Los hospitales pueden ser lugares donde la tristeza es la protagonista en muchos momentos, pero no es menos cierto que para recuperar la salud que nos llevan hasta ellos no es suficiente con administrar fármacos o realizar procedimientos médicos o enfermeros… 

Para recuperar la salud también hay que reunir fuerzas para afrontar la situación. Hay que conseguir que los hospitales no se consideren lugares tristes para pasar a considerarse lugares de vida y de esperanza.
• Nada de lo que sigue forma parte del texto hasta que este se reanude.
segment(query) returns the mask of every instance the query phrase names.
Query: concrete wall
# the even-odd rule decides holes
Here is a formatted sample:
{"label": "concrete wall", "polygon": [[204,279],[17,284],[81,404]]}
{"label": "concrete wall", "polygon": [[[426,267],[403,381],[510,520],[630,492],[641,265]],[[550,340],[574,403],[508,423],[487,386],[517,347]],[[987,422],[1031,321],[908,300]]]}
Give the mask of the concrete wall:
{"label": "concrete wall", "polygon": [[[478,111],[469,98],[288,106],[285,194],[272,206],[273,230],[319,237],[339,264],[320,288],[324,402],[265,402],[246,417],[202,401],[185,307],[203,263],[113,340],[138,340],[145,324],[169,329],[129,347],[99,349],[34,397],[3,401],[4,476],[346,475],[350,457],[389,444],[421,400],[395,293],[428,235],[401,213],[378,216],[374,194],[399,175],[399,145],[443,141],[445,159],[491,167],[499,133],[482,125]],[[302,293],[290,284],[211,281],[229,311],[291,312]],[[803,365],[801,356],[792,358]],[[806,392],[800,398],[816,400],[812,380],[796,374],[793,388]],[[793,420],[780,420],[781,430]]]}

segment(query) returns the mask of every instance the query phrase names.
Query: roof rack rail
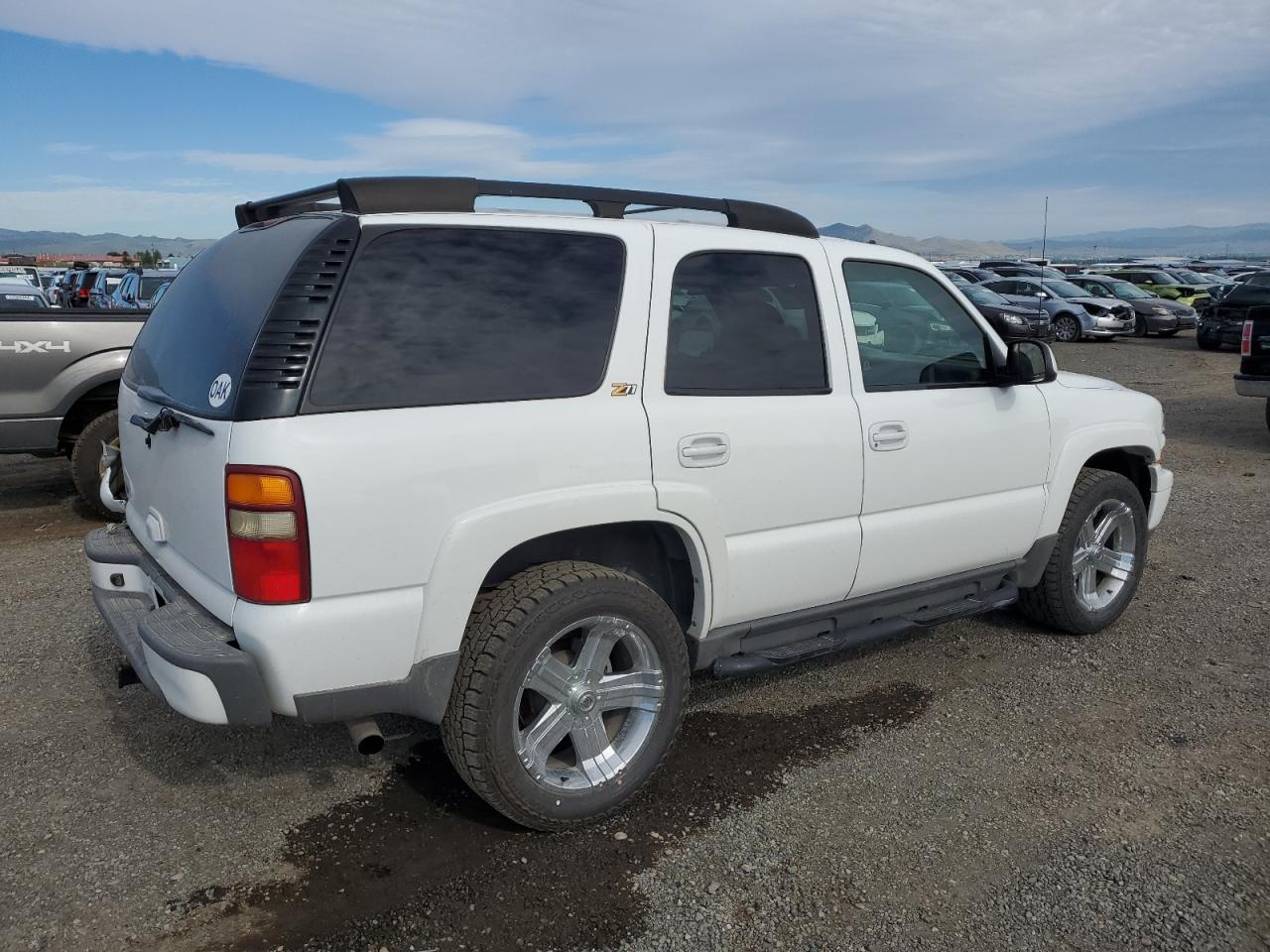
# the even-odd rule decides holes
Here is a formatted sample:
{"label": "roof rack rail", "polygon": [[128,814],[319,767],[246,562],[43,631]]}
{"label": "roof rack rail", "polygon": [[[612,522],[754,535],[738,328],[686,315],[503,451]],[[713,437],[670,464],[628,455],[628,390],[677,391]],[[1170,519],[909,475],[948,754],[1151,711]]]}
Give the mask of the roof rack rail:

En este último párrafo alguien puede pensar que no hay evidencia para relacionar el estado anímico con la recuperación. Si bien es cierto que no es el factor más determinante en la curación, por mi experiencia con los pacientes estoy seguro de que, en muchas ocasiones, marca la diferencia.

Gracias por leerme, ¡espero vuestros comentarios y  puntos de vista!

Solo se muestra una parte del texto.